To confirm the causal role of Leu172Gln, in vitro expression experiments were performed by transiently coexpressing the mutant Bβ protein with the wild-type Aα and γ chains in COS-1 cells, which do not express fibrinogen (Figure 1A-B). The 340-kDa fibrinogen band, corresponding to the hexameric molecule, was detectable in both wild-type and mutant samples as well as in control fibrinogen-expressing HepG2 cells, whereas it was absent in mock-transfected cells. These data (confirmed by densitometric quantitation of fibrinogen bands; Figure 1A-B right) demonstrated a normal intracellular assembly and secretion of Bβ-Leu172Gln fibrinogen. Fibrinogen levels in both conditioned media and lysates of cells transfected with the mutant plasmid were also evaluated by ELISA and they were even slightly higher than those measured in wild-type samples (Figure 1C), thus convincingly confirming that Leu172Gln does not interfere with fibrinogen synthesis, intracellular processing, and secretion.

Even though Leu172Gln had no apparent effect at the protein level, it still remained a good candidate as causative mutation. Actually, no other putative pathogenetic mutation was found in the sequenced regions of the fibrinogen cluster and the sole presence of Arg17Stop in the proband was not sufficient to account for severe hypofibrinogenemia. In fact, this same mutation was previously reported to be associated with mildly reduced fibrinogen levels in both heterozygous parents of an Iranian afibrinogenemic patient.¹³ 

A possible effect of Leu172Gln at the RNA level was therefore postulated. A closer inspection of the nucleotide sequence surrounding the mutation revealed that it determines the formation of a sequence (CAGG) that might act as a cryptic acceptor splice site (Figure 2B), causing the skipping of the first 116 nucleotides of exon 4 from the mature transcript.

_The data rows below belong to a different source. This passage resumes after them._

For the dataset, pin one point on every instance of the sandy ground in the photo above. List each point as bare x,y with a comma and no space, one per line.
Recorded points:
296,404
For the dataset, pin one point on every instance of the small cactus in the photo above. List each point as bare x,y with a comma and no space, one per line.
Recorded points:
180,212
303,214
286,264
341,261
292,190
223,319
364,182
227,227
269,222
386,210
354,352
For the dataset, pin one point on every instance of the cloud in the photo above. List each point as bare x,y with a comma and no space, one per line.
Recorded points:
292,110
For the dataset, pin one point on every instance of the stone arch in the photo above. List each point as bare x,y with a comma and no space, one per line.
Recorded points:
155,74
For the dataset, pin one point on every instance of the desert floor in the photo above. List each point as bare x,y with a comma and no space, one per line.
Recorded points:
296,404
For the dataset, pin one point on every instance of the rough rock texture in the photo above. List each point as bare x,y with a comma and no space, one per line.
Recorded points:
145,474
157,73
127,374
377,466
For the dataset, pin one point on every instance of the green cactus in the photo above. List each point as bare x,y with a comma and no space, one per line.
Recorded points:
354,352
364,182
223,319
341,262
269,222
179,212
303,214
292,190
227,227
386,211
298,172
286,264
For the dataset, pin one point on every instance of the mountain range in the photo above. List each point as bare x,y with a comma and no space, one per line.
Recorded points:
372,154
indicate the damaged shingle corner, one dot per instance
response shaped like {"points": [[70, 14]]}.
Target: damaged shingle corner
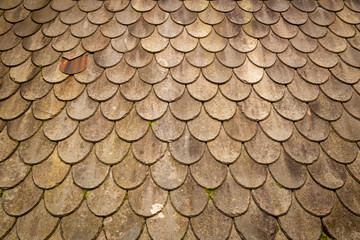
{"points": [[209, 192], [85, 193], [324, 236], [75, 65]]}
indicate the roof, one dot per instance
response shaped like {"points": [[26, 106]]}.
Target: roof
{"points": [[179, 119]]}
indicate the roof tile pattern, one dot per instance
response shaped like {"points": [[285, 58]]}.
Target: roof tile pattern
{"points": [[190, 119]]}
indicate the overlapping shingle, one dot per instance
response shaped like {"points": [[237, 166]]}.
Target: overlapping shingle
{"points": [[190, 119]]}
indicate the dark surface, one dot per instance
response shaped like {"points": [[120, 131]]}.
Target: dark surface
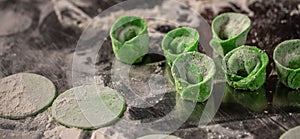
{"points": [[47, 47]]}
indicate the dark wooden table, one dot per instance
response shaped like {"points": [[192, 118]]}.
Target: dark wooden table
{"points": [[32, 39]]}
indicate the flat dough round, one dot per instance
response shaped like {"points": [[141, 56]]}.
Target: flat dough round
{"points": [[25, 94], [88, 107]]}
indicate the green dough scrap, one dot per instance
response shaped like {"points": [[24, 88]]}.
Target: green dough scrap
{"points": [[88, 107], [130, 39], [193, 74], [25, 94], [245, 68], [293, 133], [179, 41], [287, 62], [159, 136], [230, 31]]}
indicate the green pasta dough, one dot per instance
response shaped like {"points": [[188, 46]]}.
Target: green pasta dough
{"points": [[245, 68], [88, 107], [179, 41], [287, 61], [230, 31], [130, 39], [193, 75]]}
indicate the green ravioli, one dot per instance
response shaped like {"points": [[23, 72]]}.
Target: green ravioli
{"points": [[130, 39], [245, 67], [88, 107], [179, 41], [193, 75], [287, 61], [230, 31]]}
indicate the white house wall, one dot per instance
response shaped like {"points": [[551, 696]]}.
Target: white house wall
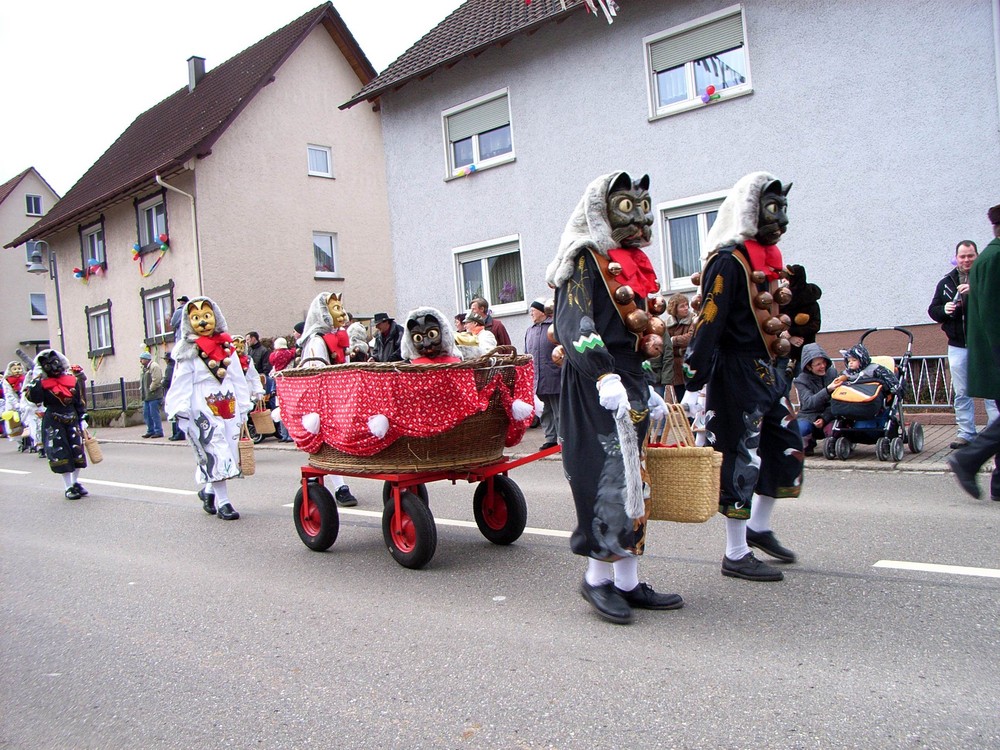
{"points": [[884, 115]]}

To test whether Leu172Gln (hereafter referred to as 5157T>A) was itself a splicing mutation, part of the Bβ transcript (either wild type or containing 5157T>A) was produced in HeLa cells by transient transfection with 2 minigene constructs (pT-Bβ-In2/In5-5157T>A and pT-Bβ-In2/In5-wt; see “Study design” and Figure 2A). RT-PCR on total RNA from cells transfected with pT-Bβ-In2/In5-5157T>A gave rise to a major product (shorter than expected; Figure 2B) and a minor 466-bp product corresponding to the wild-type one, suggesting low levels of residual wild-type splicing. Sequencing revealed that the shorter fragment (350 bp) resulted from the use of a cryptic acceptor splice site generated by the 5157T>A mutation (Figure 2B). This would result in a frameshift and a premature stop at residue 146 of the mutant protein, preceded by a scrambled sequence of 12 residues.

Therefore 5157T>A represents the first exonic splicing mutation identified so far in the fibrinogen genes. A residual wild-type splicing of approximately 10% was calculated by the fluorescent hot-stop PCR technique¹¹  (Figure 2C). Assuming that this result does mimic the in vivo situation, it might explain the low but measurable level of immunoreactive fibrinogen in the proband's plasma.

These findings strengthen the concept that no safe prediction of phenotypes of mutations is feasible until an accurate functional analysis at the protein and/or RNA level has been performed.